You’ve probably heard of professional athletes sidelined by an anterior cruciate ligament, or ACL, tear. This injury, caused by pivoting suddenly and twisting the knee in the process, can make your knee feel shaky or unstable. It also causes swelling and intense pain, and you might hear a popping sound at the time of injury. If you experience these symptoms and suspect that you have torn your ACL, see a doctor immediately, because this can be a potentially serious injury that can cause long-term complications, such as early-onset knee arthritis, and often requires surgery.
The anterior cruciate ligament connects your thigh bone, or femur, to your lower leg bone, which is known as the tibia. Athletes at risk of damaging this ligament are those who play sports which require suddenly changing direction while running, such football, basketball, gymnastics and soccer. Also, for reasons that remain unknown, women are more likely to tear their ACL than men.

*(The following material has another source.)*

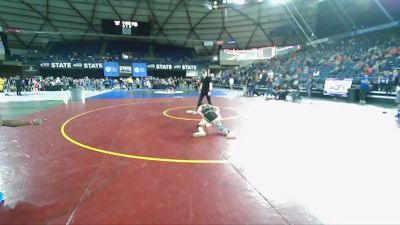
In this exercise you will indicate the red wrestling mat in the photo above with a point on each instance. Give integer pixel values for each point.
(47, 178)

If you think you have torn your ACL, your doctor will ask you questions to establish whether your injury is, indeed, an ACL tear, and he or she may take an X-ray to establish the root of your knee pain. Until you see your doctor, stop training; in fact, it is best to completely immobilize the knee using a splint to prevent making the injury worse. If your foot or lower leg becomes blue and cool to the touch after your injury, you should head to the emergency room immediately, as this may be a sign you dislocated your knee, cutting off circulation to the rest of your leg.
If your ACL tear is mild, you may need to use crutches and perform physical therapy to help the ligament heal. In more serious cases, however, surgery is necessary to repair the torn tissue.
Learning proper sports techniques and staying in good physical condition can help prevent an ACL tear, as can mastering ways to minimize stress on the ligament while being active. Performing exercises to strengthen your hamstrings and quadriceps also can help prevent an ACL tear by making your leg more stable.